A person walking along a straight road towards a hill observes at two points distance \[\sqrt{3}\]km, the angle of elevation of the hill to be ${{30}^{\circ }}$ and ${{60}^{\circ }}$. The height of the hill is:
A. $\dfrac{3}{2}\text{ km}$
B. $\sqrt{\dfrac{21}{32}}\text{ km}$
C. $\dfrac{\left( \sqrt{3}+1 \right)}{2}\text{ km}$
D. $\sqrt{3}\text{ km}$

Answer 1

Hint: First we will analyze the question and draw the diagram according to the conditions given in the question and then we will see that two right angled triangle will form we will then take the triangle one by one and find out the tan of the given by $\tan \theta =\dfrac{\text{Perpendicular}}{\text{Base}}$ such that we will get two equations in $h\text{ and }x$ and then solve them to find the height of the hill.

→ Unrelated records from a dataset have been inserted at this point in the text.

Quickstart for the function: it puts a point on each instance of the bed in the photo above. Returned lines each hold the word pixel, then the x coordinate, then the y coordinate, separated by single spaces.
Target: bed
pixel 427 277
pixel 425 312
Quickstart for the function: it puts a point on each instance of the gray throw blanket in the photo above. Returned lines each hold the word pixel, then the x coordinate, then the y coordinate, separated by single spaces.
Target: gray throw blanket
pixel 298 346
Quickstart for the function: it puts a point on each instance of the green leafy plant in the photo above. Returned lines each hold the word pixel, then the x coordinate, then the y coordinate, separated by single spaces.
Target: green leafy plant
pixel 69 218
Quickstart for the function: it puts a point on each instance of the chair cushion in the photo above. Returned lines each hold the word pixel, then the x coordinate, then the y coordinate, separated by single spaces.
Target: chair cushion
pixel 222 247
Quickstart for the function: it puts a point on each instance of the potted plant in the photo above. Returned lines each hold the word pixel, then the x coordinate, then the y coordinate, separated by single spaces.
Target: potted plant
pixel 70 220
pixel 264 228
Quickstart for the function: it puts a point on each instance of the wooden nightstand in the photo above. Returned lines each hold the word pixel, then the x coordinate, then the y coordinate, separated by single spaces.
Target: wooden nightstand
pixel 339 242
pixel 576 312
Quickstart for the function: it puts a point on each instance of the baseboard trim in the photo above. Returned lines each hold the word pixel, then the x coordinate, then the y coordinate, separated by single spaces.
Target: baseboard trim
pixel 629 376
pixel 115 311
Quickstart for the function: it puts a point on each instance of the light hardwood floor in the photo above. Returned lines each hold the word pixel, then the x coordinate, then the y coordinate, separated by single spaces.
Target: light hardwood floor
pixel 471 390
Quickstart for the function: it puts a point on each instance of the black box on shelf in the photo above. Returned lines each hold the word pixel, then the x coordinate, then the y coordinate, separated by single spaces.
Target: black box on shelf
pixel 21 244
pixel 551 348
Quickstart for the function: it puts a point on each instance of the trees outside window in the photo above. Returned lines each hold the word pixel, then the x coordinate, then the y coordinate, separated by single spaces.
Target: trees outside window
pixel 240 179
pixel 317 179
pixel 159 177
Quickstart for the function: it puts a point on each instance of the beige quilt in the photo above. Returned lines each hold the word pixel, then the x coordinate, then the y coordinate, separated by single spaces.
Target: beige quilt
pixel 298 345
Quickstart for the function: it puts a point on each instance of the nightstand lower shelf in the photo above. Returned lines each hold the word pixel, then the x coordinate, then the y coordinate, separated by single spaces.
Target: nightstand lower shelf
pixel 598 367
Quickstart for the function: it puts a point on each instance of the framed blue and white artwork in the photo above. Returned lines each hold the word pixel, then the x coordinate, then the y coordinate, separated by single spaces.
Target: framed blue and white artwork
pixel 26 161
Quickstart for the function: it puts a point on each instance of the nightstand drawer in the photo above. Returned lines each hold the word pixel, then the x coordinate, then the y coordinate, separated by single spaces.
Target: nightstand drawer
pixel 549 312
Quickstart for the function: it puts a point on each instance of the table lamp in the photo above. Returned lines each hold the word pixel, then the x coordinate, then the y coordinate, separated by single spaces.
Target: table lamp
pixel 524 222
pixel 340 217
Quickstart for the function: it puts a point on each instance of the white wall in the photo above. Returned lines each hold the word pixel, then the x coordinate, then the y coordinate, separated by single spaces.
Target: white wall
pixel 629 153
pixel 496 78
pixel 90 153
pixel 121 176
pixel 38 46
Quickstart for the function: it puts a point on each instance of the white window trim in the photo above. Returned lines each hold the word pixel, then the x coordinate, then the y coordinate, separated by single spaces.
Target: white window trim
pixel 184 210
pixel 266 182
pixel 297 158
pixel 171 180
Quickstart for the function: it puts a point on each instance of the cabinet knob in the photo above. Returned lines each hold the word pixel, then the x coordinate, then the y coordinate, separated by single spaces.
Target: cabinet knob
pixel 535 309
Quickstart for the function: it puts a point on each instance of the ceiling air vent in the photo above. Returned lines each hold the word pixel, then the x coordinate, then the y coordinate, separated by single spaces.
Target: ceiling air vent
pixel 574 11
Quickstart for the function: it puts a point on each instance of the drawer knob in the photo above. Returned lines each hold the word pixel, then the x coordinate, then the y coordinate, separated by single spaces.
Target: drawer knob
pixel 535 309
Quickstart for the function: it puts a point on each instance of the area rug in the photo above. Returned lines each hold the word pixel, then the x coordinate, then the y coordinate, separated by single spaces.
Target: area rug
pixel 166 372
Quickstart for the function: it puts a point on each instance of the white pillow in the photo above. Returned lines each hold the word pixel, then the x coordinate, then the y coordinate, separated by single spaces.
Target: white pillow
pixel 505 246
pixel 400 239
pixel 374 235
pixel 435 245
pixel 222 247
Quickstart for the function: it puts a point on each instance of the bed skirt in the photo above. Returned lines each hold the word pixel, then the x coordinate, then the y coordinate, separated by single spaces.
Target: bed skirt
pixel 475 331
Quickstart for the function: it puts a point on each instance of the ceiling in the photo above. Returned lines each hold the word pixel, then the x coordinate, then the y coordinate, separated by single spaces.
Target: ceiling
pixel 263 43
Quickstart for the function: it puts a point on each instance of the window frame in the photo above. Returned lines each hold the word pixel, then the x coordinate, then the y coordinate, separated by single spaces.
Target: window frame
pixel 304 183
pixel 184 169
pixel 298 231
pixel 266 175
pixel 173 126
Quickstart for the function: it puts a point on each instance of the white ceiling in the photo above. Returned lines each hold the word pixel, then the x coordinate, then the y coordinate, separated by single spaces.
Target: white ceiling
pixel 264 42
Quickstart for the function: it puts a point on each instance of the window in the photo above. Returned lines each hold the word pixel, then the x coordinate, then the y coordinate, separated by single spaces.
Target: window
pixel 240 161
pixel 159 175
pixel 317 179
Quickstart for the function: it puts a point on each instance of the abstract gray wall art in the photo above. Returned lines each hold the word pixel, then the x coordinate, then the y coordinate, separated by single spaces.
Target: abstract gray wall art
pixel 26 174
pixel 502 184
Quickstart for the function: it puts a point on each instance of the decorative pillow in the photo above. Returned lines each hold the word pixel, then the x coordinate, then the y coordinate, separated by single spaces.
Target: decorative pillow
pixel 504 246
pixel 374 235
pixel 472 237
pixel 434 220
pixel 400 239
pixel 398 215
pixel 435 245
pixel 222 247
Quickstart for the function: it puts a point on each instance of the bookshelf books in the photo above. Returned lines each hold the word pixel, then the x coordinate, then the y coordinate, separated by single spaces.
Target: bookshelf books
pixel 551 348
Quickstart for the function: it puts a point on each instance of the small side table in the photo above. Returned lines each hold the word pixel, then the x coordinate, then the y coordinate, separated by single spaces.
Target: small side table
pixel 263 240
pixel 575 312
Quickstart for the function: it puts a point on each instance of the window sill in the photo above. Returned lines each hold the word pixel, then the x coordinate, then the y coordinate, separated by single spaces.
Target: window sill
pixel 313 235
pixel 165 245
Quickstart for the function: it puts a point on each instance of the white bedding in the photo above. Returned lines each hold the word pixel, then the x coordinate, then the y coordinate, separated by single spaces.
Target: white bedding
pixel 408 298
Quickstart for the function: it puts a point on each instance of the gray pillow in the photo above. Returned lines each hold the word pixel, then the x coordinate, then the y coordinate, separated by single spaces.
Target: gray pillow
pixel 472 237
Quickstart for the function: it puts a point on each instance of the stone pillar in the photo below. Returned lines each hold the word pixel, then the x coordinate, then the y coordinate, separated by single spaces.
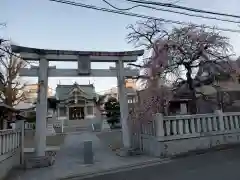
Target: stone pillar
pixel 85 111
pixel 183 108
pixel 41 108
pixel 219 113
pixel 123 104
pixel 158 119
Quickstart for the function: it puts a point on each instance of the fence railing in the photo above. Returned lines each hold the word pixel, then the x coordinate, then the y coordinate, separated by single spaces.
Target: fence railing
pixel 9 140
pixel 28 125
pixel 182 126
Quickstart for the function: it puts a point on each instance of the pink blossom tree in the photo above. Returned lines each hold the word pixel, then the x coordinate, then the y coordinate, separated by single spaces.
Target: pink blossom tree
pixel 180 51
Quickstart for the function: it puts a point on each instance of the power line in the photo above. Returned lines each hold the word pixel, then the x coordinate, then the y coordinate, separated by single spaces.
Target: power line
pixel 141 16
pixel 172 11
pixel 183 7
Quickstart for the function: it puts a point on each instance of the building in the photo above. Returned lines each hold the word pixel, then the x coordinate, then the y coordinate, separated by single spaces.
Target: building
pixel 219 88
pixel 76 101
pixel 131 91
pixel 31 92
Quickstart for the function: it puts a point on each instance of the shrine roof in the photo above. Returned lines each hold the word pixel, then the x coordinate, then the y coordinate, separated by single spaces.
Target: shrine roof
pixel 62 91
pixel 21 49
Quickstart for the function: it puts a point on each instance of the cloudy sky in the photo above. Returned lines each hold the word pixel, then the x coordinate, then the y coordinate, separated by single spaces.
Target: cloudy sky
pixel 45 24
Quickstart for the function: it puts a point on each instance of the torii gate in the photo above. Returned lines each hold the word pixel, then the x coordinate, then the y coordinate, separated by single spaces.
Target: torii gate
pixel 84 59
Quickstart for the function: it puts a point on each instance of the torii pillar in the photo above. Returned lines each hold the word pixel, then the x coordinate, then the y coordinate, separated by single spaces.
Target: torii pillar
pixel 41 108
pixel 123 101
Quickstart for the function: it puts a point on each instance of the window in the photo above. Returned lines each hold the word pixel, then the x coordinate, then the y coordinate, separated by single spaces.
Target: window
pixel 89 110
pixel 62 111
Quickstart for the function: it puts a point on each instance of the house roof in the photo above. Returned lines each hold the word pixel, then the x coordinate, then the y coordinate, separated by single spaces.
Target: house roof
pixel 63 91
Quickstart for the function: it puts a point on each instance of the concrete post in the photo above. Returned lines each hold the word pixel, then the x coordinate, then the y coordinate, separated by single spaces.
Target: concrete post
pixel 88 152
pixel 183 108
pixel 22 124
pixel 41 108
pixel 123 104
pixel 219 113
pixel 158 119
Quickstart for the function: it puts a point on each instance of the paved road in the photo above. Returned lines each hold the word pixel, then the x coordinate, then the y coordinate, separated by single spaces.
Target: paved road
pixel 212 166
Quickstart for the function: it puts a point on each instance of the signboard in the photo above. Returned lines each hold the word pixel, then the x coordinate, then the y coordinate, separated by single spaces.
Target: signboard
pixel 84 66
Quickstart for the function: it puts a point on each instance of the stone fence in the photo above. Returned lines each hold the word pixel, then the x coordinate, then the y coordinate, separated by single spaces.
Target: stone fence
pixel 172 135
pixel 10 150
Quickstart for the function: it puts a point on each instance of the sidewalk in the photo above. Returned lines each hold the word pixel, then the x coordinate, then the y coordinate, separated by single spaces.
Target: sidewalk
pixel 69 160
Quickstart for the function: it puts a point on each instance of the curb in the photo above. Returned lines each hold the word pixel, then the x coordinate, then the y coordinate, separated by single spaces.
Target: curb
pixel 116 169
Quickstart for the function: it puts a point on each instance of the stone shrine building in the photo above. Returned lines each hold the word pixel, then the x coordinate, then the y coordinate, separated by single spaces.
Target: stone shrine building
pixel 76 101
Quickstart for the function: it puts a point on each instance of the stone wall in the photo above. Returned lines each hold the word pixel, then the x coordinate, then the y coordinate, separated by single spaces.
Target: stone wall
pixel 174 135
pixel 8 162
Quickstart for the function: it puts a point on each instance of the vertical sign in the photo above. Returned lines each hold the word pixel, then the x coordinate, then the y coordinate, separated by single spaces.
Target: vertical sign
pixel 84 65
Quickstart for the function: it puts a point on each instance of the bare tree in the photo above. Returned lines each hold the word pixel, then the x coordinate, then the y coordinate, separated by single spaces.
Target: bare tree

Complete step-by-step answer:
It is given that the person observes the point from two points and the angle of elevation be ${{30}^{\circ }}$ and ${{60}^{\circ }}$ respectively,
Let the point observed be $D$ from $A$ and $B$ at an angle of ${{30}^{\circ }}$ and ${{60}^{\circ }}$ respectively, it is given the distance between the two points that is $AB=\sqrt{3}\text{ km}$
Now let the height of the hill be $h$ that is the distance $CD$ and the distance from point $B$ to the foot of the hill that is the point $C$ be $x\text{ km}$. Then we will have the following figure according to the condition given in the question:

Let’s take the triangle $\Delta DBC$ ,
Now as we see that it a right angled triangle now we know that $\tan \theta =\dfrac{\text{Perpendicular}}{\text{Base}}$ :
Therefore, $\tan {{60}^{\circ }}=\dfrac{h}{x}\text{ }$ , we know that the value of $\tan {{60}^{\circ }}=\sqrt{3}$ , therefore:
$\sqrt{3}=\dfrac{h}{x}\text{ }\Rightarrow h=\sqrt{3}x\text{ }........\text{Equation 1}\text{.}$
Similarly, Let’s take the triangle $\Delta DAC$,
$\tan {{30}^{\circ }}=\dfrac{h}{\sqrt{3}+x}\text{ }$ , we know that the value of $\tan {{30}^{\circ }}=\dfrac{1}{\sqrt{3}}$ , therefore:
$\dfrac{1}{\sqrt{3}}=\dfrac{h}{\sqrt{3}+x}\text{ }.......\text{Equation 2}\text{.}$
We will now put the value of $h$ from equation 1 into equation 2:
So, we will have:
 $\begin{align}
  & \Rightarrow \dfrac{1}{\sqrt{3}}=\dfrac{h}{\sqrt{3}+x}\Rightarrow \dfrac{1}{\sqrt{3}}=\dfrac{\sqrt{3}x}{\sqrt{3}+x}\Rightarrow \sqrt{3}+x=3x \\
 & \Rightarrow 3x-x=\sqrt{3}\Rightarrow 2x=\sqrt{3} \\
 & \Rightarrow x=\dfrac{\sqrt{3}}{2} \\
\end{align}$
Now we will put this value in equation 1 to find the value of $h$ :
$\begin{align}
  & \Rightarrow h=\sqrt{3}x\Rightarrow h=\left( \sqrt{3}\times \dfrac{\sqrt{3}}{2} \right) \\
 & \Rightarrow h=\dfrac{3}{2} \\
\end{align}$
Hence, the correct option is A.

Note: Student can make the mistake while writing down the values of $\tan {{60}^{\circ }}\text{ and }\tan {{30}^{\circ }}$ because there values are reciprocal of each other. It is always better to draw diagrams in questions like this as it will cause less mistakes and will help the examiner to better the solution and variables that you have assumed.